Department of Financial Studies
- Type: Public
- Established: 1987; 39 years ago
- Affiliations: University of Delhi, CFA Institute
- Dean: Dr. Sanjay Sehgal
- Location: Delhi, Delhi, India
- Campus: Urban;
- Website: www.mfc.edu

= Department of Financial Studies =

University of Delhi, India

The Department of Financial Studies (DFS) is a department of the University of Delhi offering programs in finance. Tracing its roots in the Delhi School of Economics, the DFS was carved out of the Department of Commerce of the university in 1987 to provide training in the field of finance. The DFS is located at the South Campus of the university.

DFS was rated AA by TIME (the Triumphant Institute of Management Education), making it one of the top 30 business schools in India.

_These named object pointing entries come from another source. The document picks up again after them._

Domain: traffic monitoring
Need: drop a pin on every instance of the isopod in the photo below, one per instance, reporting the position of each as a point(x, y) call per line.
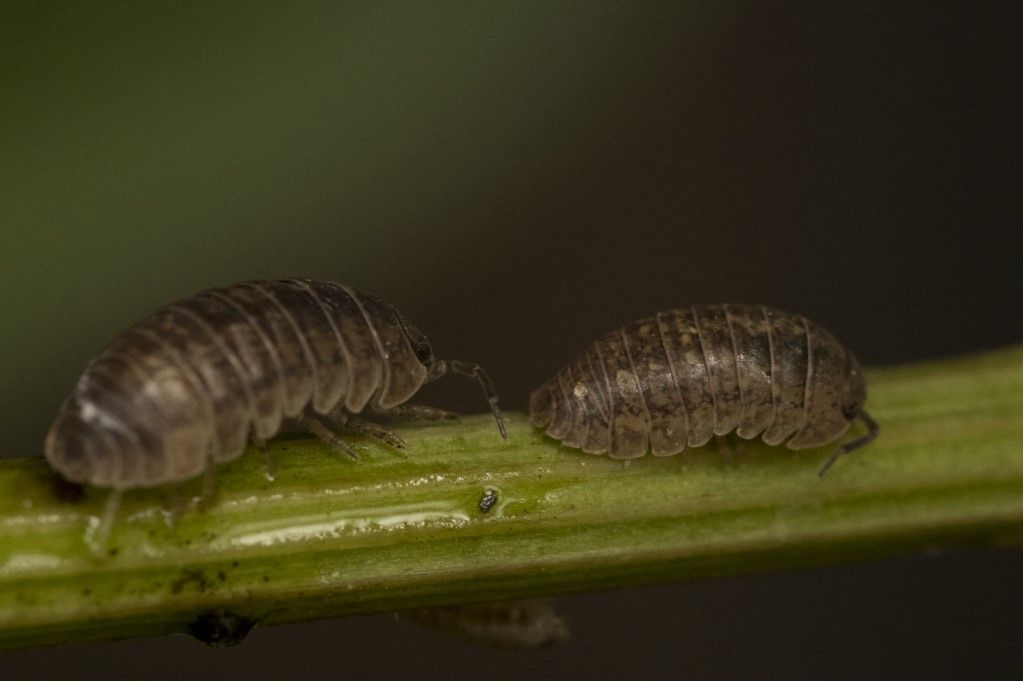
point(187, 387)
point(674, 380)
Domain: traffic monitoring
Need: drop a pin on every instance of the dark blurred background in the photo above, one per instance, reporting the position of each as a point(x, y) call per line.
point(518, 178)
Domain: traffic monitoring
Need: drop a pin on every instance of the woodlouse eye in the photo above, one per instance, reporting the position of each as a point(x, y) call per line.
point(424, 353)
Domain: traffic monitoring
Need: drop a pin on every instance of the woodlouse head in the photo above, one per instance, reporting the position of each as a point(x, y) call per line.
point(418, 340)
point(854, 387)
point(542, 409)
point(72, 443)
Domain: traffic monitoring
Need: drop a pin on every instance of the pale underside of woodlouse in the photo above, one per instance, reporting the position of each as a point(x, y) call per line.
point(677, 379)
point(189, 386)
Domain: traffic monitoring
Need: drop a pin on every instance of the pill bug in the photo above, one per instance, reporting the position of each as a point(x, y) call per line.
point(674, 380)
point(185, 388)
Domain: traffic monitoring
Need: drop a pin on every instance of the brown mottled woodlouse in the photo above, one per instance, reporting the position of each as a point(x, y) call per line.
point(674, 380)
point(185, 388)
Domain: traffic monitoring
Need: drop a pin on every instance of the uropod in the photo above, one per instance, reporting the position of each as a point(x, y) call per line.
point(674, 380)
point(187, 387)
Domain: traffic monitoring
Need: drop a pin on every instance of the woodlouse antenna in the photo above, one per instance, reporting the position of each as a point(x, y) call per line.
point(476, 372)
point(872, 432)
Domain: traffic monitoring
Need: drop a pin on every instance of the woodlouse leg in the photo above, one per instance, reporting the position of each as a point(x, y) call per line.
point(267, 460)
point(332, 439)
point(378, 432)
point(177, 504)
point(872, 432)
point(209, 486)
point(441, 368)
point(423, 412)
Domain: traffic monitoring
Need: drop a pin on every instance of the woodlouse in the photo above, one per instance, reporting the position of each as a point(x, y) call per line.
point(185, 388)
point(676, 379)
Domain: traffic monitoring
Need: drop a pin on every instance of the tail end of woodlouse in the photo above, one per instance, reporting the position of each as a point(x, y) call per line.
point(475, 372)
point(872, 432)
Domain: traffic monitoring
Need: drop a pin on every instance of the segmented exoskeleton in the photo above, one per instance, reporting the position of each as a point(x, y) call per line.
point(186, 388)
point(680, 377)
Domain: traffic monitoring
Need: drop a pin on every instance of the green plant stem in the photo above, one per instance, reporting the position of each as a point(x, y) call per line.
point(329, 537)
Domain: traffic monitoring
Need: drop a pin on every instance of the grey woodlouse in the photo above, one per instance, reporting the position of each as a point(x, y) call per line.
point(183, 389)
point(676, 379)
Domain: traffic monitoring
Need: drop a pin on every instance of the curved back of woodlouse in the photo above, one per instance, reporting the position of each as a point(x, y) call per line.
point(674, 380)
point(190, 385)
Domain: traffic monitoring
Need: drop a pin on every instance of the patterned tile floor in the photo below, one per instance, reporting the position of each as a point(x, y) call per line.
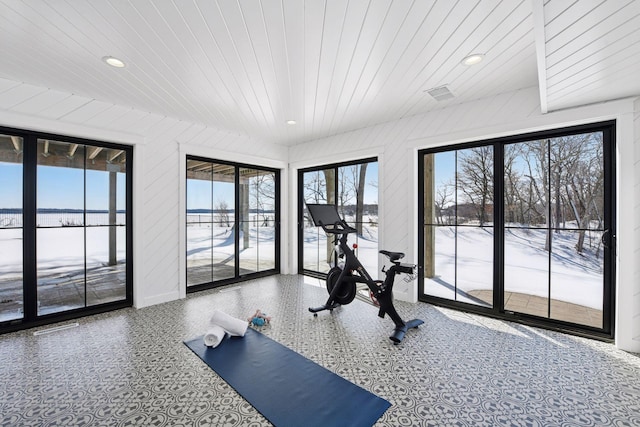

Eminent financial policy personalities of India including C. B. Bhave, Kamalesh Chandra Chakrabarty and M. Damodaran have served on its advisory board for the Master of Finance and Control course. The past deans of the department include some of the best known financial management educationists like Professors M. Y. Khan, C. P. Gupta and I. M. Pandey.

==Courses==
The programmes offered by DFS are:
- MBA (finance) (erstwhile Master of Finance and Control)
- Doctoral programme

==International associations==
DFS has collaborations with the following institutions:
- ESC-PAU, France
- Reims Management School, Reims Codex, France
- Institut national des telecommunications, Évry, France
- University of Leicester, England
- Akron University, US

==Admissions==
The MBA (finance) programme has a total of 62 (24-general + 16-obc + 8-sc + 4-st + 6-ews + 2-cw II + 2 phc) seats. Admission is on the basis of the Common Admission Test conducted by the Indian Institutes of Management.

For research scholars, DFS accepts post‐doc research scholars from the colleges/university/industry in the fields of finance and accounting/control and related fields.